# H2O2



## Sgtreef (Jul 4, 2004)

Hi all.
well iIwent and nuked the hair algae with H2O2.
then did a 20 gallon water change is this good enough,I run pressure Co2 and have noticed a BIG PEARLING more then before the H2O2, effect after and still going on.
This is on a 125 gallon with Serpes,Black neons,lemon tetras,Otos,and 6 cory cats.
well planted but trying to get the hair and other algae out now.
This is third water change this weekend end a total of about 40 gallons.


PH=7.5
KH= 1
but have added baking soda to raise it up.
CO2=1/mg/L as of yesterday before adding baking soda.
Temp 80 runs thru chiller.
Lights 5- 55 watt pc Compacts 10,000 K bulbs
One-55 watt 6700 k blub.

So am I good or what?
Thanks for any and all help.
I know Salt water pretty good but have been able to congure Fresh Water plants without the algae. :?


----------



## Error (Apr 16, 2004)

Hydrogen peroxide translates into oxygen when added to a tank. I use it to oxygenate my water if I have an emergency.

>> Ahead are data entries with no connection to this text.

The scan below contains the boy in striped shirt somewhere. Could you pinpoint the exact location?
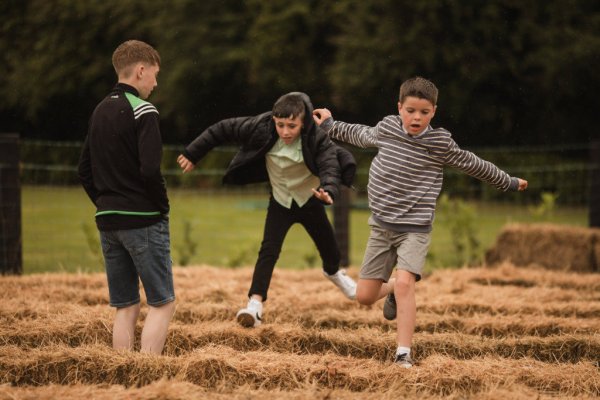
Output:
[313,77,527,368]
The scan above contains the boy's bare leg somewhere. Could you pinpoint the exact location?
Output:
[356,278,395,305]
[113,303,140,350]
[140,301,175,354]
[394,269,417,347]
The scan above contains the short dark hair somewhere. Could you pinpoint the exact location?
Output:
[273,92,306,119]
[398,76,438,106]
[112,40,160,76]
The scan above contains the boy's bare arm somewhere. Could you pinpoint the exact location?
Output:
[311,188,333,204]
[177,154,196,174]
[313,108,332,126]
[517,178,529,192]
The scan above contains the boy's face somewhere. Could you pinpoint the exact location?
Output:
[273,115,302,144]
[398,96,437,136]
[135,63,160,100]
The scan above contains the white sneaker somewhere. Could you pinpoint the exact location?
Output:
[323,269,356,300]
[235,299,262,328]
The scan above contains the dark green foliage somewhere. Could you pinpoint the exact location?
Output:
[0,0,600,146]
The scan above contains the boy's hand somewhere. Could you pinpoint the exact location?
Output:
[177,154,196,174]
[313,108,331,126]
[517,178,528,192]
[310,188,333,204]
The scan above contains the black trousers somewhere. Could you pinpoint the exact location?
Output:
[248,196,341,301]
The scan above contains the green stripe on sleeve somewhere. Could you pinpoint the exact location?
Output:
[96,210,160,217]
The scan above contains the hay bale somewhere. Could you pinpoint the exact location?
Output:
[485,224,600,272]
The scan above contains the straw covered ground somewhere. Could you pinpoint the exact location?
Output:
[0,263,600,400]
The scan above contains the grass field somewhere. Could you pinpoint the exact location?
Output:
[22,186,588,273]
[0,264,600,400]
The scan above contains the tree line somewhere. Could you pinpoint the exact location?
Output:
[0,0,600,146]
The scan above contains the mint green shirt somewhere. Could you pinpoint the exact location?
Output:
[266,137,319,208]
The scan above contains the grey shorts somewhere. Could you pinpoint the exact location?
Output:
[100,220,175,308]
[359,220,431,282]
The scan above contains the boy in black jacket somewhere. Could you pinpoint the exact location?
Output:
[177,92,356,327]
[79,40,175,354]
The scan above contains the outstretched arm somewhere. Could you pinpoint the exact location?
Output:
[311,188,333,204]
[313,108,378,148]
[177,154,196,174]
[517,178,529,192]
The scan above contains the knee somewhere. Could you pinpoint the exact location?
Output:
[356,290,377,306]
[394,279,414,297]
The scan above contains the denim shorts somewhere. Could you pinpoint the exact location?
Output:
[100,220,175,308]
[359,219,431,282]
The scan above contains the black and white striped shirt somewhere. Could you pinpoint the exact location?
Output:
[321,115,519,232]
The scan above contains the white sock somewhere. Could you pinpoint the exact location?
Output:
[247,299,262,312]
[396,346,410,356]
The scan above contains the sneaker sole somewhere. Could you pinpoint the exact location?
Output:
[237,314,256,328]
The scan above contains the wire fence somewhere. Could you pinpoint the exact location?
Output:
[7,140,592,272]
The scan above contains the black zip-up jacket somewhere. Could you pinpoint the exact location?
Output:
[79,83,169,230]
[183,93,356,199]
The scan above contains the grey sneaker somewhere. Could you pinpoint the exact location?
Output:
[394,353,415,368]
[235,307,262,328]
[383,293,396,321]
[323,269,356,300]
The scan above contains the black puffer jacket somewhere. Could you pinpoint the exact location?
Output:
[183,93,356,199]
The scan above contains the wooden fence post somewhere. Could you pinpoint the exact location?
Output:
[333,185,350,267]
[0,133,23,275]
[590,140,600,228]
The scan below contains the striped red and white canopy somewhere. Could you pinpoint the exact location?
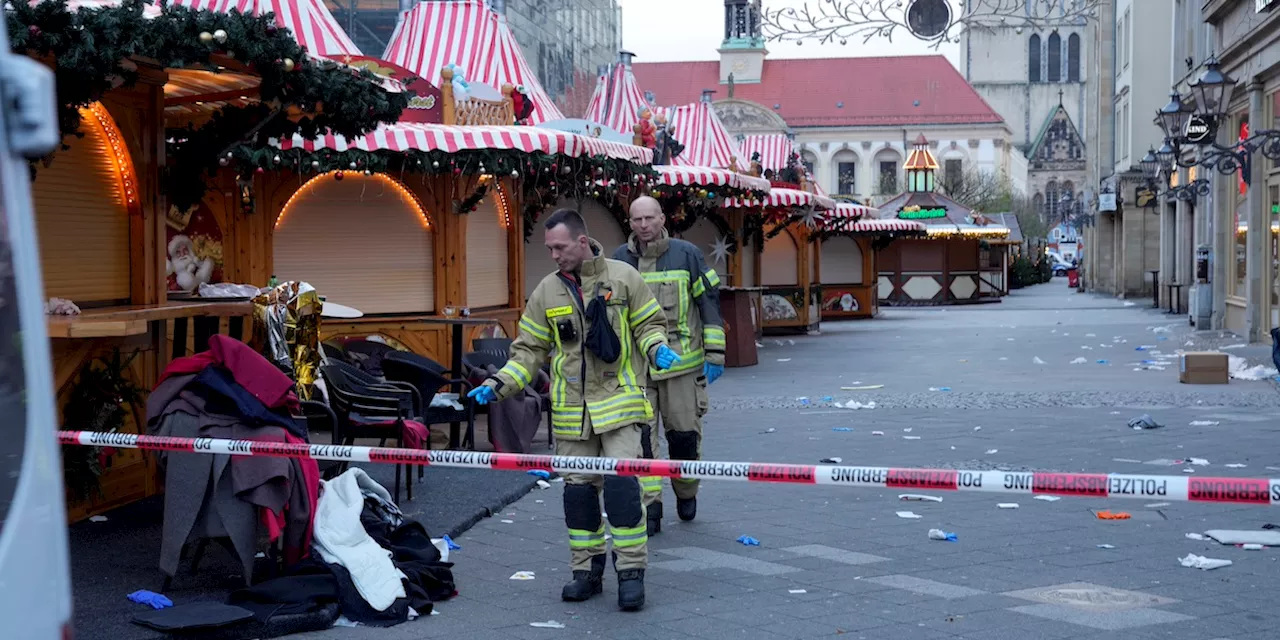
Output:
[654,165,769,191]
[667,102,746,169]
[169,0,364,59]
[279,123,653,164]
[724,187,836,211]
[742,133,796,172]
[383,0,564,124]
[826,219,927,234]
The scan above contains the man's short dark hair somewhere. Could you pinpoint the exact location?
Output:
[543,209,586,238]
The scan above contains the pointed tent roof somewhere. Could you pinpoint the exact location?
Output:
[170,0,364,59]
[1027,102,1084,161]
[383,0,564,124]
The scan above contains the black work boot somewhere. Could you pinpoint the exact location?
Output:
[561,554,604,602]
[645,502,662,536]
[618,568,644,611]
[676,498,698,522]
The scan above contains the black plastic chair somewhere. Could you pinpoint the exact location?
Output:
[383,351,476,448]
[320,362,419,504]
[342,339,398,376]
[462,350,556,448]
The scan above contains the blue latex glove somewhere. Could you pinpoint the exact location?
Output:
[128,589,173,609]
[467,384,498,404]
[653,344,680,371]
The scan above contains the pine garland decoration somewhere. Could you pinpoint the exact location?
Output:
[5,0,413,209]
[61,349,142,500]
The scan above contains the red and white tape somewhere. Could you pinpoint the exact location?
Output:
[58,431,1280,504]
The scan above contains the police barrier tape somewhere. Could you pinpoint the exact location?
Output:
[58,431,1280,504]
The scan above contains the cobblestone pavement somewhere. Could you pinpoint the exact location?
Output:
[294,283,1280,640]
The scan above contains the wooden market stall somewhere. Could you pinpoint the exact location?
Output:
[6,3,406,521]
[877,136,1010,305]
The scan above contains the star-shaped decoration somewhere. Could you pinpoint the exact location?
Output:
[800,207,823,229]
[708,236,730,265]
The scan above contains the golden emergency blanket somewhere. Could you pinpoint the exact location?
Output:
[253,282,324,401]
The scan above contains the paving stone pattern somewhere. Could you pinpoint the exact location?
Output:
[294,283,1280,640]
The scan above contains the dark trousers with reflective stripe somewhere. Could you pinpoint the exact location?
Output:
[556,417,649,571]
[640,369,707,507]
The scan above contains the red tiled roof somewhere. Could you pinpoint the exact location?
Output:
[634,55,1004,127]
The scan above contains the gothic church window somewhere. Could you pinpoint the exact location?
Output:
[1048,31,1062,82]
[1066,33,1080,82]
[1027,35,1041,82]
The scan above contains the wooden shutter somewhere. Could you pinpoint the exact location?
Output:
[32,116,130,303]
[273,172,435,314]
[820,236,863,284]
[466,195,511,308]
[579,200,627,252]
[760,229,800,287]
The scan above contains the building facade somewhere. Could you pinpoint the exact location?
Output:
[325,0,622,114]
[960,6,1093,236]
[634,0,1027,204]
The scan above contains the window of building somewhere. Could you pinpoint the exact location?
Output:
[877,160,897,196]
[1027,35,1041,82]
[1048,31,1062,82]
[1066,33,1080,82]
[836,163,858,196]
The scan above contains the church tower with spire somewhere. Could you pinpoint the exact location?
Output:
[719,0,769,84]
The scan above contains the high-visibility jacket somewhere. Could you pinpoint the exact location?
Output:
[484,239,667,440]
[613,229,724,380]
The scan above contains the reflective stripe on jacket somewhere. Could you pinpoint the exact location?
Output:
[613,229,724,380]
[485,239,667,440]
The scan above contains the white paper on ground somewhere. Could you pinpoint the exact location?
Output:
[1178,553,1231,571]
[897,493,942,502]
[1204,529,1280,547]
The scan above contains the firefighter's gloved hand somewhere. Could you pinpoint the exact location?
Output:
[467,384,498,404]
[653,344,680,371]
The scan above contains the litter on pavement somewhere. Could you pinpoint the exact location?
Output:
[1097,511,1133,520]
[897,493,942,502]
[1178,553,1231,571]
[1129,413,1165,431]
[1204,529,1280,547]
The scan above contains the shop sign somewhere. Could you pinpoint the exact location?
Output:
[897,207,947,220]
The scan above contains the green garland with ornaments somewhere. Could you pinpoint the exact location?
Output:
[5,0,413,209]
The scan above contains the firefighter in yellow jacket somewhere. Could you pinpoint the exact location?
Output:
[613,196,724,535]
[467,209,681,611]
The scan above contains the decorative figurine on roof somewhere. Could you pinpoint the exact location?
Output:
[511,84,534,124]
[635,106,658,148]
[653,115,685,164]
[444,64,471,102]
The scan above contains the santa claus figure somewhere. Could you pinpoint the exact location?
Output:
[164,234,215,292]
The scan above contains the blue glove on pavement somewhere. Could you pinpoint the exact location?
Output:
[467,384,498,404]
[653,344,680,371]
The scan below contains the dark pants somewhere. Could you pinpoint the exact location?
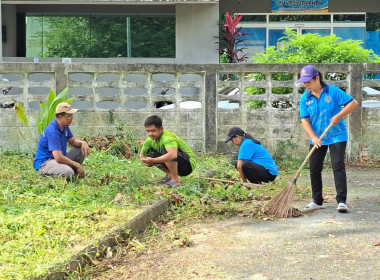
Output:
[147,148,193,176]
[309,142,347,205]
[238,160,277,184]
[38,148,84,179]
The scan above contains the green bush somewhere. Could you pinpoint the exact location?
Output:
[250,29,380,63]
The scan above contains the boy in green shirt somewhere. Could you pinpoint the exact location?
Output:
[140,116,196,187]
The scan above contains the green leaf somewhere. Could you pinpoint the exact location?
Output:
[15,101,28,126]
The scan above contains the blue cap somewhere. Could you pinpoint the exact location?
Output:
[297,65,319,83]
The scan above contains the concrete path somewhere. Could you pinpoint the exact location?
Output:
[93,169,380,280]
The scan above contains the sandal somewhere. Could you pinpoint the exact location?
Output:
[165,180,177,188]
[160,176,170,183]
[303,202,325,210]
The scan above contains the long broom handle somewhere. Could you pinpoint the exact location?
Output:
[205,178,266,188]
[293,123,333,183]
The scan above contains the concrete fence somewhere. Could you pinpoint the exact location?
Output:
[0,63,380,160]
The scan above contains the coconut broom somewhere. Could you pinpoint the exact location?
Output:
[261,123,333,218]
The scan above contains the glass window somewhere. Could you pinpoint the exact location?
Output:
[268,29,285,49]
[302,28,331,36]
[366,13,380,31]
[269,15,331,22]
[334,14,365,23]
[334,27,365,42]
[365,31,380,55]
[26,14,175,58]
[236,28,266,57]
[240,15,267,22]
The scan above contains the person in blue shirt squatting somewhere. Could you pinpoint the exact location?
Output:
[34,102,90,179]
[224,126,278,184]
[298,65,358,213]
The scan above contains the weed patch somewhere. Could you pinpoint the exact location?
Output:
[0,149,310,279]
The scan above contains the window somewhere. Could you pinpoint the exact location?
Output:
[25,14,175,58]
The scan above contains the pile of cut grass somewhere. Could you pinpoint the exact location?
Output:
[0,150,309,279]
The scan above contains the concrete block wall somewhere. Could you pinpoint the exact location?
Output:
[0,63,380,159]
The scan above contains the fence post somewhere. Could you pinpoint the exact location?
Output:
[203,69,218,153]
[54,63,69,95]
[347,63,364,160]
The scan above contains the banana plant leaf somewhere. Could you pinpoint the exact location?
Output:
[15,101,28,126]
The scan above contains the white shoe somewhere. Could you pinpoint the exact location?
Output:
[336,202,348,213]
[303,201,325,210]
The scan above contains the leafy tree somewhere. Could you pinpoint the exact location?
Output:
[251,29,380,63]
[219,12,248,63]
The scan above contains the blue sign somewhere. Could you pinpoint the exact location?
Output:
[272,0,329,13]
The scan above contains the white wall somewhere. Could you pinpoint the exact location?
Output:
[0,4,17,57]
[0,2,219,63]
[176,3,219,63]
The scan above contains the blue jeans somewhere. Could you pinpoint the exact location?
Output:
[309,141,347,205]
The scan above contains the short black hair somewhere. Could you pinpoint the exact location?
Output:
[144,116,162,128]
[55,112,66,119]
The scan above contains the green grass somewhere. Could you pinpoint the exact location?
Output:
[0,150,310,279]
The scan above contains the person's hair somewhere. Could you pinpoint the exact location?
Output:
[313,71,327,87]
[144,116,162,128]
[55,112,66,119]
[236,129,261,145]
[244,133,261,145]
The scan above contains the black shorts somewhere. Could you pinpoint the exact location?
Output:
[147,148,193,176]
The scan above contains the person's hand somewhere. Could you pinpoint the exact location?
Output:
[77,164,86,178]
[331,115,341,125]
[140,157,154,167]
[80,141,91,157]
[311,136,322,148]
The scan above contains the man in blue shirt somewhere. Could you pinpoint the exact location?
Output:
[298,65,358,212]
[34,102,90,179]
[224,126,278,184]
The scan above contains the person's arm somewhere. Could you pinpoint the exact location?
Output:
[67,137,91,157]
[236,160,247,182]
[140,147,178,166]
[331,99,359,125]
[52,150,85,178]
[301,118,322,148]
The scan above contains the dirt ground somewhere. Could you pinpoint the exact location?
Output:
[88,168,380,280]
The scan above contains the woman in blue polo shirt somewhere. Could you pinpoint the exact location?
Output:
[224,127,278,184]
[298,65,358,212]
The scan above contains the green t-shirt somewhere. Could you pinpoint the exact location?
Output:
[141,129,196,170]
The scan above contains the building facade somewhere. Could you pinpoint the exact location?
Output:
[1,0,380,63]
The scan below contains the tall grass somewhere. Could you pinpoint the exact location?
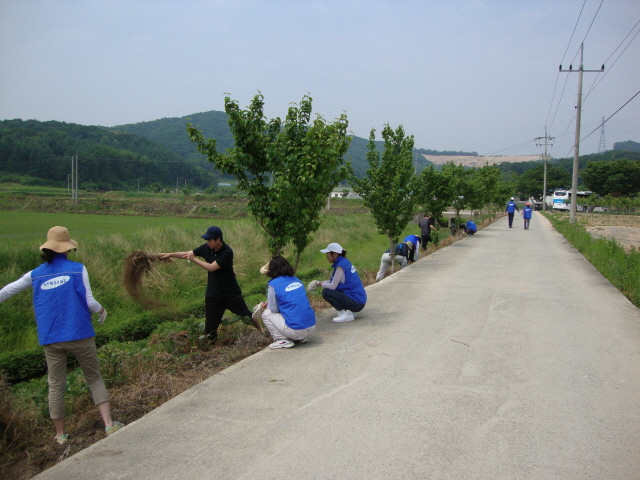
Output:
[0,212,428,352]
[545,214,640,307]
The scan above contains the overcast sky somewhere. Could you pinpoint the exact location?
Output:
[0,0,640,157]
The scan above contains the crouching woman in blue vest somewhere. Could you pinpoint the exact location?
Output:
[309,243,367,323]
[0,227,124,444]
[260,255,316,349]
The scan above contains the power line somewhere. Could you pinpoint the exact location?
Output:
[582,0,604,43]
[581,90,640,141]
[584,20,640,101]
[544,0,587,125]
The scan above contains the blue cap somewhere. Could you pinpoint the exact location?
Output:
[202,227,222,240]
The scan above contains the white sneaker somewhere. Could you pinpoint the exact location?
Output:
[333,310,346,322]
[333,310,355,323]
[269,338,295,350]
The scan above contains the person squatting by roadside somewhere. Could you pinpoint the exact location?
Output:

If you added the H2O2 directly to your tank, that would've saturated the water. Pearling occurs when the O2 produced by the plants cannot get into the water because there is already plenty of O2 in it...the H2O2 would've done just that.


----------



## Sgtreef (Jul 4, 2004)

Thanks for the answer.
Seems that it might be a over concentration of O2.
thanks again will let it ride out.
Also noticed that one canister filter is now putting out a lot of bubbles cool I guess. :shock:


----------